De son côté, le président brésilien, Jair Bolsonaro, a dénoncé depuis Brasilia le « jeu commercial » auquel se seraient livrés selon lui les pays riches, notamment européens, à cette COP25. « Y a-t-il eu une résolution pour que l’Europe soit reboisée ou est-ce qu’ils continuent juste à perturber le Brésil ? » a-t-il lancé.

Le Brésil était censé accueillir cet événement, mais y a renoncé il y a un an, peu après l’élection de Bolsonaro à la présidence.

Le PLQ demande des états généraux sur le climat

L’opposition officielle à l’Assemblée nationale réclame des États généraux sur les changements climatiques. Le Parti libéral (PLQ) demande au gouvernement Legault de rassembler tout le monde autour d’une même table, afin de trouver des solutions à l’urgence climatique. Au moment où le sommet des Nations unies sur les changements climatiques, la COP25, s’est terminé à Madrid sur la déception et l’échec, le PLQ exige que le gouvernement caquiste mobilise toute la société pour agir promptement. La députée Marie Montpetit représentait le Parti libéral à la COP25 de Madrid.
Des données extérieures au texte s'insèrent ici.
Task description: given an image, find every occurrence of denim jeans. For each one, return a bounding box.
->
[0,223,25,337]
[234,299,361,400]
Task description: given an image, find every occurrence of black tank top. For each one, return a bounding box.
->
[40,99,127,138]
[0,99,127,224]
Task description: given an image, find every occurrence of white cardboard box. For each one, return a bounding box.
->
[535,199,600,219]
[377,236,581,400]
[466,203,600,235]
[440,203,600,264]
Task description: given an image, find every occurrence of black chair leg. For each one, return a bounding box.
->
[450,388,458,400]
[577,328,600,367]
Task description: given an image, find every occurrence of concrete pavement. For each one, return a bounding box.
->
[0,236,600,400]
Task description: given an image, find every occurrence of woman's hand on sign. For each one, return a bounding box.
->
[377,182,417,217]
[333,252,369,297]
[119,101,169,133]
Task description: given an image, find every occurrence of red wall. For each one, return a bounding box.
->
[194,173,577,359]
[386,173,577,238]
En entrevue avec La Presse canadienne, elle a dit qu’elle ne sentait toujours pas l’urgence au sein du gouvernement Legault de faire prendre un virage vert au Québec. Elle a affirmé que l’environnement est un enjeu non partisan et qu’il est temps de réunir les partis, la société civile et les entreprises, pour convenir d’un plan. Le gouvernement caquiste doit déposer un plan d’action en matière de changements climatiques en 2020. Le premier ministre François Legault a reconnu la semaine dernière que son gouvernement souffrait d’un déficit de crédibilité en matière de protection de l’environnement.